As I lay in my bed at night, replaying the incident in my mind, I was filled with a sense of unease. I didn't want to continue being the kind of person who would lash out at others and struggle to control emotions. It became clear that my sudden outbursts of unhealthy anger were becoming problematic. I couldn't understand why I was becoming so moody and irritable, especially towards my mom. It felt like my emotions were always at the surface, and even minor inconveniences would trigger intense reactions. I realized that I needed to find a way to manage my emotions and not let them control me.
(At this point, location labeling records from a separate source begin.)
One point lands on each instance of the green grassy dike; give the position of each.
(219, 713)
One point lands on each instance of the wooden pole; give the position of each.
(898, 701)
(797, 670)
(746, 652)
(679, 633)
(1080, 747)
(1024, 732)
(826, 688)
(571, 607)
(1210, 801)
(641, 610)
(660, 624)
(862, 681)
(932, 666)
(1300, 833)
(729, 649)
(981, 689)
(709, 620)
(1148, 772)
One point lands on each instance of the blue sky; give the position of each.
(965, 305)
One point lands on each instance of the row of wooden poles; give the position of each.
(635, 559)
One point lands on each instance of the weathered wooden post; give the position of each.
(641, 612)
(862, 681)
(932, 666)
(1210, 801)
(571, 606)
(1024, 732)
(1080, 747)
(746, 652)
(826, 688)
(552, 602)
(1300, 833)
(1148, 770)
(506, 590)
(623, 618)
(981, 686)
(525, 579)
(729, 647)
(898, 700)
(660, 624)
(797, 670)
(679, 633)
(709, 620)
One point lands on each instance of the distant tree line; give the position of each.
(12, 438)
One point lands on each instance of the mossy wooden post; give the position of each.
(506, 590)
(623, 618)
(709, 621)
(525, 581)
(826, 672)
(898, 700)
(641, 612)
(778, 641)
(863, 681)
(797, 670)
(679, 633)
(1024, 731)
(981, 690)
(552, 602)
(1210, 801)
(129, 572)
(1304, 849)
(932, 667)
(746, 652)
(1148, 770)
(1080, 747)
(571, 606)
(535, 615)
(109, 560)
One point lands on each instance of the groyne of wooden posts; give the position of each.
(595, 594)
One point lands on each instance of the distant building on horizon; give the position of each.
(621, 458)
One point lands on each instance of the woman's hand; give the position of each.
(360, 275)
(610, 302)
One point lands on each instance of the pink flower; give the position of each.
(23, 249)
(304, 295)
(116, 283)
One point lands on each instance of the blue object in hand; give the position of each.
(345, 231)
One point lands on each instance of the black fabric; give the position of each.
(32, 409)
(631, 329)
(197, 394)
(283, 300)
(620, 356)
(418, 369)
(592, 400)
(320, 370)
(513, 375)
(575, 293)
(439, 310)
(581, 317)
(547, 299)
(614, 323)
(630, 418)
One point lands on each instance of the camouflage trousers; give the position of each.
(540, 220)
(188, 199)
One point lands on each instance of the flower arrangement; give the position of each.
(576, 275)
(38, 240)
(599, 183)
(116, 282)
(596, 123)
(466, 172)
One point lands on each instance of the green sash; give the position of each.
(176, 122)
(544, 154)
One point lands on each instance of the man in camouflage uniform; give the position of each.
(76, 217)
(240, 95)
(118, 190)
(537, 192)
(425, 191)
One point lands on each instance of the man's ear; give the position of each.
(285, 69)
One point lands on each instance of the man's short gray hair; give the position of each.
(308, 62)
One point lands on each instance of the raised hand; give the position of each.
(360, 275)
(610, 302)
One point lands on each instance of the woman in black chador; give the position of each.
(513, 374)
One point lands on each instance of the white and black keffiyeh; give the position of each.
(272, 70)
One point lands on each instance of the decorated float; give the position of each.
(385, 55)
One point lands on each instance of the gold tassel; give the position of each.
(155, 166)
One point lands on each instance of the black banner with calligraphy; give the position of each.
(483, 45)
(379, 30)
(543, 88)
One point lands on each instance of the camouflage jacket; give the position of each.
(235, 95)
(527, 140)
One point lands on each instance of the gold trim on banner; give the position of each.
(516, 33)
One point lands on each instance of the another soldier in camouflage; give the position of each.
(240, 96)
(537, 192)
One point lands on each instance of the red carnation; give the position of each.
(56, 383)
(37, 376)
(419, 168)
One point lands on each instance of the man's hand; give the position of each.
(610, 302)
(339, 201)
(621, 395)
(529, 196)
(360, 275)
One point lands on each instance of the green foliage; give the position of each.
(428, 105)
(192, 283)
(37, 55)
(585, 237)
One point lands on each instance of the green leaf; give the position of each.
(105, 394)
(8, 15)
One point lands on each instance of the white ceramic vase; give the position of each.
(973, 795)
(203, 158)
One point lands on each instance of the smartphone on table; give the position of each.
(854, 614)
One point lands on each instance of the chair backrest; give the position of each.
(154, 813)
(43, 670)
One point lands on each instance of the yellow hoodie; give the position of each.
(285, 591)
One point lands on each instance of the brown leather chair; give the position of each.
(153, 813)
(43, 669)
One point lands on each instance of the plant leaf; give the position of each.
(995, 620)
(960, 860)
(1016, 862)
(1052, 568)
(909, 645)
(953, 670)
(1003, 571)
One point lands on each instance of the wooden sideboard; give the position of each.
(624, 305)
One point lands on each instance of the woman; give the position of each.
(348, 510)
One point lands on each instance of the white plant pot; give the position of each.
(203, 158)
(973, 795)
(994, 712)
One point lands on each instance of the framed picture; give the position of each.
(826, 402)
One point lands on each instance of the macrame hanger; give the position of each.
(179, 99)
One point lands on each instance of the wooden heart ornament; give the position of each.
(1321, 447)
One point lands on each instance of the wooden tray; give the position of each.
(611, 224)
That's when I decided to seek help. I talked to my school counselor and started seeing a therapist. It wasn't easy, but over time, I learned how to manage my anger and express it in healthier ways. And the things I came to know about this issue can be helpful to many other teenagers, people who have a teenager in their life, or me. Let's explore this topic:
Anger management is a significant challenge for teenagers, and it can have harmful consequences for them and those around them. Adolescence is a critical period where managing emotions can be difficult. Therefore, it's crucial to provide teens with the necessary tools and support to handle their emotions effectively and establish healthier emotional responses.
Causes of Anger Issues in Teenagers
Hormonal changes: During puberty, teenagers experience hormonal changes that can make them more irritable and prone to mood swings.
Family conflict: Teenagers who experience conflicts regularly with their parents or siblings may feel frustrated, angry, and powerless.
Stress and anxiety: Teenagers are often pressured to perform well in school, sports, and other activities. This pressure can cause stress and anxiety, which can trigger anger.
Substance abuse: Teenagers who use drugs or alcohol may be more likely to experience anger and aggression.
Symptoms of Anger Issues in Teenagers
The symptoms of anger issues in teenagers can vary but may include the following:
Frequent outbursts of anger, shouting, yelling, screaming, lashing out
Physical or verbal violence/ aggression
Arguing excessively with parents, siblings, teachers, or classmates
Irrational behavior and thinking
Bullying
Threats made verbally
Cruel behavior towards animals or people
Criminal conduct
Property destruction
Self-harm
Isolation and withdrawal from family and friends
Difficulty managing stress and anxiety
Substance abuse
Changes in appetite or sleeping habits
Treatment Options Available for Teenagers with Anger Issues
Therapy: Cognitive-behavioral therapy (CBT) is a popular type of therapy for assisting teenagers in managing their anger. CBT focuses on recognizing and replacing negative thought patterns and behaviors with more positive ones.
Medication: In extreme cases, medication may be prescribed to help manage symptoms of anger issues.
Anger management classes: Anger management classes can teach teenagers how to recognize triggers for their anger and how to cope with them healthily.
Lifestyle changes: Teenagers may benefit from changing their lifestyle, such as getting more exercise, practicing relaxation techniques, and avoiding drugs and alcohol.
Remember to wait and breathe: Sometimes when the anger is so overwhelming that in the heat of the moment, it is difficult for teenagers to manage their anger and no other measures to control are accessible, learning to regulate their nervous system can be helpful. An easy way to regulate our nervous system is to remind ourselves amid an anger episode to take some deep breaths and tell ourselves that we have control only over how we feel and respond, not over most people and circumstances that may be making us angry. Taking deep breaths helps us in releasing anger from our bodies.
Over time I started practicing deep breathing exercises whenever I felt myself getting worked up. I learned to communicate my feelings more constructively, instead of just lashing out. I found healthy outlets for my emotions, like writing in a journal, going for a run, or co-regulating with a pet. It wasn't an overnight fix, and I still struggle with my emotions occasionally. But I'm proud of how far I've come and grateful for the support that helped me get there. Anger issues can be tough to deal with, but with the right tools and mindset, it is possible to overcome them.